Learning Objectives: 1. Get practice with a slightly more realistically scaled machine learning problem then what we have done in prior assignments this will give you the opportunity to apply a great many of the techniques we have explored so far 2. Apply features of TagHelper and Weka for processing raw text data. 3. Investigate issues related to feature space design. Description: Before we watch a movie, we read reviews about it!!. Typically movie reviews also indicate whether the movie is good or bad (with thumbs up/down symbols) or provide a rating on a scale of 0-5 or 0-10. Suppose if we want to apply machine learning algorithm to come up with a decision whether the reviews of a movie are positive or negative, then such a machine learning algorithm would take review comments / text as input and predict whether the review is negative / positive about the movie. In this assignment, we are given a bunch of reviews on several movies classified as positive and negative. The goal is to build a classifier that can correctly assign either a positive or negative tag to the movie review texts. Use MovieReviews.xls. Step-by-Step Guide: 1. Complete the week 6 and 7 assigned readings, and review the lecture slides from week 7, especially where instructions for using TagHelper tools were given 2. Manually examine some examples of given movie-reviews data and observe what could be likely features that could predict a review to be negative or positive. 3. Read the file into TagHelper tools and configure the customization panel so that you are using only unigram features, and you are using attribute selection to get the top 200 of these attributes, and do the classification using SMO. After you have run TagHelper tools, you will find a performance report and output file in the OUTPUT directory as well as a .arff file in the ARFF directory. (rename it as base-line .arff file and set it aside with the performance report.) a. Make a note of the baseline performance as indicated in the performance report. 4. Do an error analysis and determine where the machine learning algorithm is making mistakes 5. Load the .xls file into TagHelper tools again. Based on your error analysis, configure TagHelper in such a way as to try to compensate for the confusions

you observed in your error analysis. You may wish to create some new features using the Advanced Feature Editor. Now run TagHelper to obtain a new .arff file and performance report. Label the .arff file Final.arff. 6. Compare the performance obtained in Step 5 Vs Step 3 using the Experimenter to determine whether any observed difference in performance is statistically significant.

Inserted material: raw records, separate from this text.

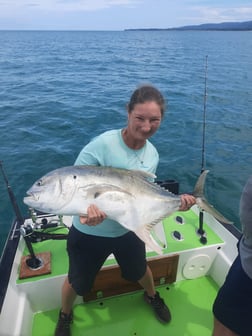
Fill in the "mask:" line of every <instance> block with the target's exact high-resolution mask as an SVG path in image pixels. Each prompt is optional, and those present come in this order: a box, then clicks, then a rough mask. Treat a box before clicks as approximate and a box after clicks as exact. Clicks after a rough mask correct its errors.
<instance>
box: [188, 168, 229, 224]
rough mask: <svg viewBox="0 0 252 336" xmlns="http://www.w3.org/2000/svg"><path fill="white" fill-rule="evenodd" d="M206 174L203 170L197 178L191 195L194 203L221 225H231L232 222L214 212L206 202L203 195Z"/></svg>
mask: <svg viewBox="0 0 252 336" xmlns="http://www.w3.org/2000/svg"><path fill="white" fill-rule="evenodd" d="M208 172H209V170H204V171H203V172H202V173H201V175H200V177H199V178H198V180H197V182H196V184H195V188H194V192H193V195H194V196H195V198H196V203H197V204H198V206H199V207H200V208H201V209H202V210H204V211H206V212H208V213H209V214H211V215H212V216H213V217H215V218H216V219H217V220H218V221H220V222H221V223H225V224H233V222H231V221H230V220H228V219H227V218H226V217H224V216H223V215H222V214H221V213H220V212H219V211H218V210H216V209H215V208H214V206H213V205H211V204H210V203H209V202H208V200H207V199H206V197H205V195H204V187H205V181H206V176H207V173H208Z"/></svg>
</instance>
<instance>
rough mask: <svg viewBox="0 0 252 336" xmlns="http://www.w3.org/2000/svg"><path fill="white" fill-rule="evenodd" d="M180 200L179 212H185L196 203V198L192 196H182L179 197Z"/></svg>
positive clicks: (185, 195) (188, 209) (184, 194)
mask: <svg viewBox="0 0 252 336" xmlns="http://www.w3.org/2000/svg"><path fill="white" fill-rule="evenodd" d="M180 199H181V205H180V208H179V211H187V210H189V209H190V208H191V207H192V206H193V205H194V204H195V203H196V198H195V197H194V196H193V195H189V194H182V195H180Z"/></svg>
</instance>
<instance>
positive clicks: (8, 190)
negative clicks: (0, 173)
mask: <svg viewBox="0 0 252 336" xmlns="http://www.w3.org/2000/svg"><path fill="white" fill-rule="evenodd" d="M0 169H1V172H2V175H3V178H4V182H5V184H6V187H7V191H8V194H9V198H10V201H11V205H12V207H13V210H14V212H15V215H16V218H17V221H18V223H19V224H20V225H22V224H23V223H24V219H23V216H22V214H21V211H20V209H19V206H18V204H17V201H16V198H15V196H14V193H13V191H12V189H11V186H10V184H9V181H8V179H7V176H6V174H5V172H4V169H3V163H2V161H0Z"/></svg>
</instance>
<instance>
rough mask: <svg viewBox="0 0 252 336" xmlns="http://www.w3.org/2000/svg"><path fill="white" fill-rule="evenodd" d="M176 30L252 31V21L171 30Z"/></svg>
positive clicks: (217, 24) (225, 22)
mask: <svg viewBox="0 0 252 336" xmlns="http://www.w3.org/2000/svg"><path fill="white" fill-rule="evenodd" d="M171 29H176V30H252V21H245V22H222V23H205V24H201V25H193V26H184V27H178V28H171Z"/></svg>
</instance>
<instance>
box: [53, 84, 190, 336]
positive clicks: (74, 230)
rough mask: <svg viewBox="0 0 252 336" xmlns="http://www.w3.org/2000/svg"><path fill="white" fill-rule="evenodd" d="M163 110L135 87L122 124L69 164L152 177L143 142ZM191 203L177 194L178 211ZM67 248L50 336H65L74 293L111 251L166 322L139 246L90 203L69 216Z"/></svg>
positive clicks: (152, 160)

Deliverables: 1. Your baseline .arff file, your final .arff file after experimentation and modification, 2. Write up of your experimentation process that includes: a. Your observations from your initial exploratory analysis of the data, b. A description of your baseline performance and error analysis c. A description of what you tried for improving results over your baseline and why you thought it would work d. A comparison of the results of your final approach with your baseline approach. e. Was it significantly better? NOTE: Your report should display your understanding of the concepts and the logic/process you have chosen to uncover the hidden features in the text. Your report should explain why a particular technique seemed to be working or not working. The final performance (high or low accuracy) plays a secondary role in reviewing your report.